Enviada em 13/10/2019

A Declaração Universal dos Direitos Humanos, promulgada em 1948 pela Organização das Nações Unidas (ONU), assegura a todo cidadão o direito à educação pública, à cidadania e ao bem-estar físico, psíquico e social. No entanto, o cenário visto pela necessidade de combater os altos índices de jovens que nem estudam e nem trabalham, no Brasil, impede que isso aconteça na prática, devido às condições relacionadas à pobreza e ao gênero e devido à falta de políticas públicas na educação.

Cabe, a princípio diagnosticar uma das casas contundentes dessa problemática. Para o sociólogo Émile Durkheim, o indivíduo só poderá agir na medida em que conhecer o contexto que se encontra, a saber quais são as suas origens e as condições de que depende.
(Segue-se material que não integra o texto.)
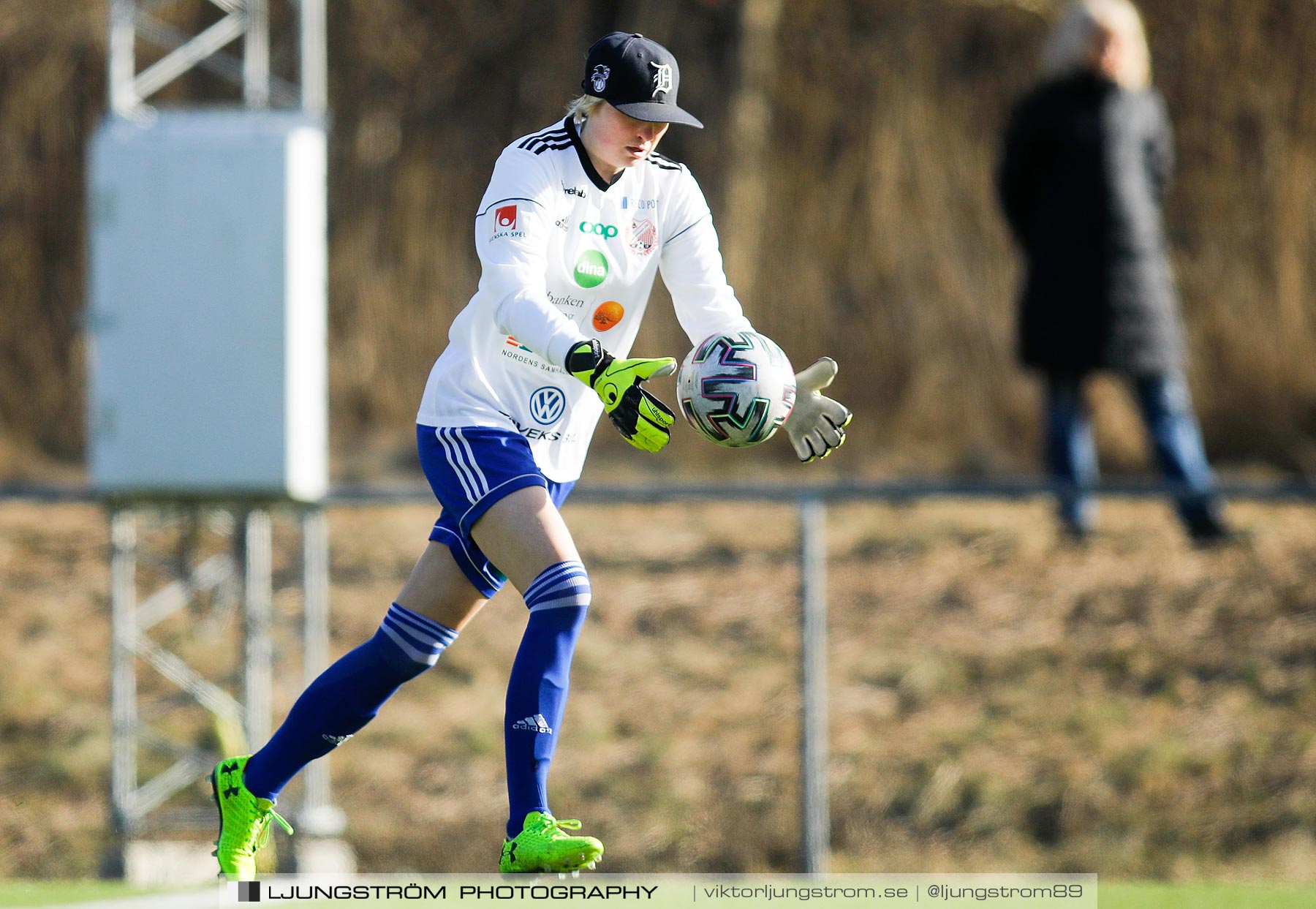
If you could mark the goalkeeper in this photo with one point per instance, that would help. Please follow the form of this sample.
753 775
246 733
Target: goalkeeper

Nesse sentido, evidencia-se a necessidade de que certos setores da sociedade mudem, a exemplo da  capacitação produtiva do adolescente, haja vista que muitos dedicam-se, exclusivamente, aos estudos, outros apenas trabalham e a minoria trabalha e estuda ao mesmo tempo, por causa das condições de pobreza.

Ademais, convém ressaltar, também, que a educação poderia ser uma ferramenta de caráter positivo para amenizar as consequências negativas desse transtorno. Entretanto, ainda faltam medidas efetivas por parte de autoridades competentes para que essa conduta seja altera. Nessa perspectiva, conforme o pensamento de Neslson Mandela, de que apenas a Educação é capaz de mudar o mundo, encontra-se deturpado no país, à  medida que os investimentos destinados para as escolas são insuficientes.

Diante dos fatos supracitados, portanto, faz-se necessário que o Ministério da Educação crie programas e diretrizes, por meio de propagandas televisivas e matérias esportivas, com o intuito de incentivar os jovens aos estudos e garantir  crescimento econômico a longo prazo. Além disso, o Governo, em parceria com os Estados, deverá financiar projetos educativos relacionados aos índices de jovens que não estudam, por meio de divulgações midiáticas que incluam entrevistas em jornais e debates sociais, para garantir o combate das limitações existentes.